Lastly, we learn that visuals should delight an audience. Even if the topic you're speaking about isn't what you could call "beautiful," your visuals should make your talk more esthetically pleasing, and allow your listeners the odd moment of visual indulgence.
So, having worked through the preparation process, what else is there in the book? Well, if you're a dip-in and dip-out kind of reader, the chapters about being on stage may well be the ones you turn to first.
One of the most interesting chapters about this explores on-stage setups. As elsewhere in the book, one of key messages is that you should choose the approach that works best for you. Anderson stresses how important it is to push the edge of your comfort zone, but argues that you shouldn't go so far that you jeopardize the success of your performance.

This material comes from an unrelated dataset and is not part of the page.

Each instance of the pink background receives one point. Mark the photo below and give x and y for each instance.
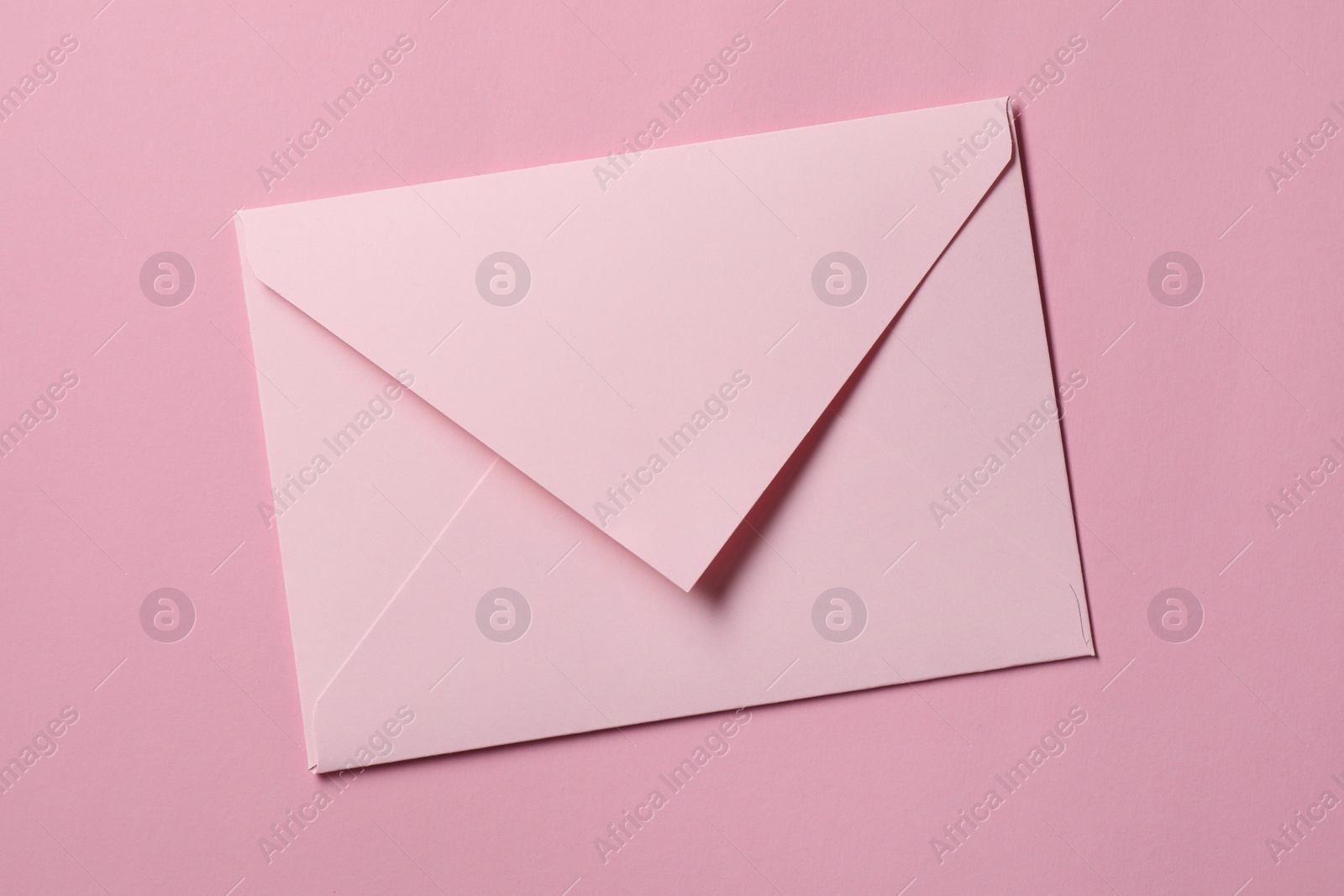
(1156, 140)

His favorite mode of public speaking is to talk without using a lectern and to forego teleprompters, confidence monitors and tablets. He argues that you have the best chance of connecting when you open yourself up to your audience and are willing to show your vulnerability on stage. When you let down your own guard, your audience will let down theirs.
But this isn't for everyone. For some speakers, it's a step too far out of their comfort zone. So, Anderson offers a range of "comfort backups," as he calls them, to help you find the stage setup that you'll be most comfortable with – setting prompt notes on a table at the side of the stage or a confidence monitor at the back of the room, for example. These can help you find the sweet spot between being open with your audience and knowing that you've got a safety net in place.
The other chapters about being on stage cover what to wear, how to handle nerves, and how to fine tune your voice and presence for maximum effect. In each chapter, the main takeaway message is to do it in your own way. Be yourself. Be honest. Be authentic.
When you focus on simply being yourself, on providing something of real value, and on letting your passion and your personality shine through, you can craft a talk that informs and excites your listeners.
So, what's our last word on "TED Talks?"
Well, if you're going to be speaking from a stage any time soon, it's an essential book to have on your shelf. If the author's right, and public speaking is going to matter even more in the future than now, we're all going to benefit from the advice he offers here.
The book does concentrate on the author's experience of TED events, and there is some promotion of TED within its pages, but it's not difficult to look past that. There's plenty here that can help you communicate your ideas to an audience clearly and effectively, and that's true whether your stage is at an international conference, your next town hall meeting, or just in the village hall.
"TED Talks," by Chris Anderson, is published by Headline Publishing Group.
That's the end of this episode of Book Insights. Thanks for listening.